En somme, les sciences humaines ont cette caractéristique essentielle qu’elles permettent de mettre à  la fois en valeur l’unité et la diversité de l’homme. Le préambule du Cipsh révèle que ce conseil s'inscrit dans la nouvelle appréhension de l'humanisme qui sous-tend le projet civilisateur de l'Unesco: « l'unité dans la diversité ». Dans la notion d’humanisme domine la notion d’unité de l’homme[43] (isolé dans la nature comme à part, supérieur) mais le problème de cet humanisme est qu’il a, par conséquent tendance à nier la diversité et à imposer un modèle. L’humanisme traditionnel est incapable de concevoir la différence. De même, ceux qui mettent en avant la diversité sont incapables de concevoir une unité réelle.  Le but de l’Unesco, ce vers quoi elle tend, c’est l’« unitas multiplex »[44].

C’est bien dans un esprit de collaboration fondé sur la réciprocité que les relations entre le Cipsh et l'Unesco sont envisagées. L’expression, « mutuelle assistance »[45], correspond bien à une réalité.

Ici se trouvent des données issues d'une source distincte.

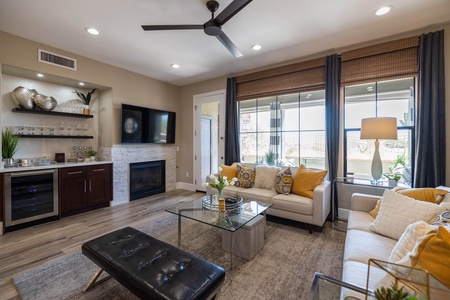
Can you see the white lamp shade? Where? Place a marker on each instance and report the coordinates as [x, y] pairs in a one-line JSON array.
[[379, 128]]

Il serait en effet réducteur d’appréhender les relations entre le Cisph et l’Unesco uniquement comme un échange de bons procédés : l’argent contre les idées. C’est bien plutôt en terme de dialogue que les rapports sont envisagés : l’article 2 précise que « l’Unesco et le Cipsh se consulteront sur toutes les questions de leur compétence commune ». L'aide financière de l'Agence des Nations unies est de deux natures : les subventions qui correspondent à une délégation de compétence totale par l'Unesco et les contrats qui sont soumis à des restrictions beaucoup plus strictes (délai, contenu du projet...). Le Cipsh est ainsi conçu comme un relais entre l'Unesco et les sociétés savantes: relais intellectuel et financier. Il est une institution autonome à même de mettre en place des projets qui lui sont propres ainsi que de contribuer à la réalisation des projets de l'Unesco.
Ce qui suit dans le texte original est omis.